Uncertainty-aware weather-related road surface condition classification

Abstract

Autonomous vehicles rely on collaborative systems for decision-making during operation, one of which is machine learning algorithms. Using cameras and sensors mounted on the car, these algorithms can analyse captured data to interpret surroundings, enabling it to make informed and safe driving decisions. The algorithms are trained on data gathered in the field. In real-time use, samples that do not belong to the training distribution, referred to as Out-Of-Distribution (OOD) samples, can occur, which the algorithm then confidently uses to make driving decisions. In a worst-case scenario, this can lead to injuring passengers or property. The primary objective of this thesis is to implement and analyse methods for detecting OOD samples in a road surface condition model. The machine learning algorithm was a convolutional neural network, trained to detect dry, wet and snowy road surface conditions. The methods used to detect samples were Maximum Softmax Probability, Energy-Based OOD detection, Outlier Exposure, Virtual Outlier Synthesis, Rectified Activations, Deep Nearest Neighbour, and Virtual Logit Matching. Evaluation of the methods involved three datasets - Cars, Slush and Glare - constructed from the same database as the training data, thus considered as near OOD datasets.
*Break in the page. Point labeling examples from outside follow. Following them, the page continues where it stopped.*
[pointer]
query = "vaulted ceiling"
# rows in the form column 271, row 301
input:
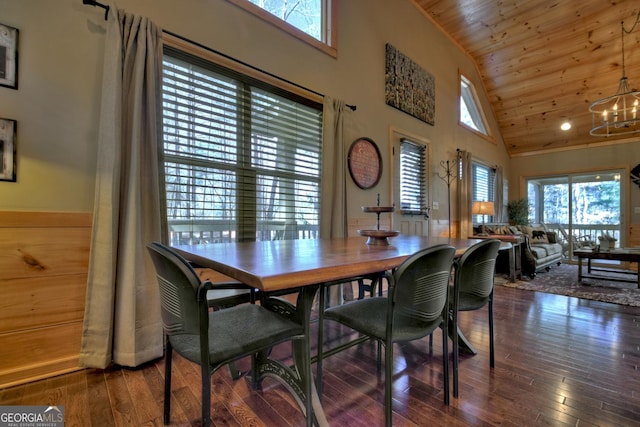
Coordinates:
column 544, row 61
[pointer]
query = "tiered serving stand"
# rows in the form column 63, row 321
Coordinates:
column 377, row 236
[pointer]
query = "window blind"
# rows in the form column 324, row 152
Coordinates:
column 483, row 184
column 412, row 178
column 242, row 158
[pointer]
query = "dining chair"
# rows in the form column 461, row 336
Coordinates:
column 415, row 305
column 213, row 339
column 225, row 293
column 472, row 289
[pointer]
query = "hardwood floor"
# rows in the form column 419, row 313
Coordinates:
column 559, row 361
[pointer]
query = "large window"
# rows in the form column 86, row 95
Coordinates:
column 242, row 159
column 413, row 183
column 483, row 187
column 586, row 205
column 309, row 20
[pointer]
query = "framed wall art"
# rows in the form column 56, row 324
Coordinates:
column 8, row 56
column 365, row 163
column 408, row 87
column 8, row 150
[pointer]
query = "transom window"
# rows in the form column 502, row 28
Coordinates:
column 471, row 113
column 242, row 158
column 309, row 20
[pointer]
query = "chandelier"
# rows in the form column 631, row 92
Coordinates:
column 617, row 114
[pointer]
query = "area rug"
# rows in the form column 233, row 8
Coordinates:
column 563, row 280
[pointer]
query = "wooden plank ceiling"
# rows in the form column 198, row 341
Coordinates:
column 544, row 61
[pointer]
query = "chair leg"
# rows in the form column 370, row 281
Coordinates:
column 445, row 362
column 492, row 362
column 388, row 378
column 206, row 396
column 234, row 371
column 167, row 383
column 456, row 351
Additionally, two publicly available datasets, CIFAR-10 and Texture were used as far OOD datasets. Deep Nearest Neighbour and Virtual Logit Matching performed the best, achieving near-perfect results, when evaluated on the far OOD datasets. When tested on the cars dataset, Virtual Logit Matching exhibited a notable deviation in performance compared to the other methods, although it still performed poorly. On the rest of the near OOD data, the detectors did not outperform the two baseline detectors, Energy-Based OOD detection and Maximum Softmax Probability.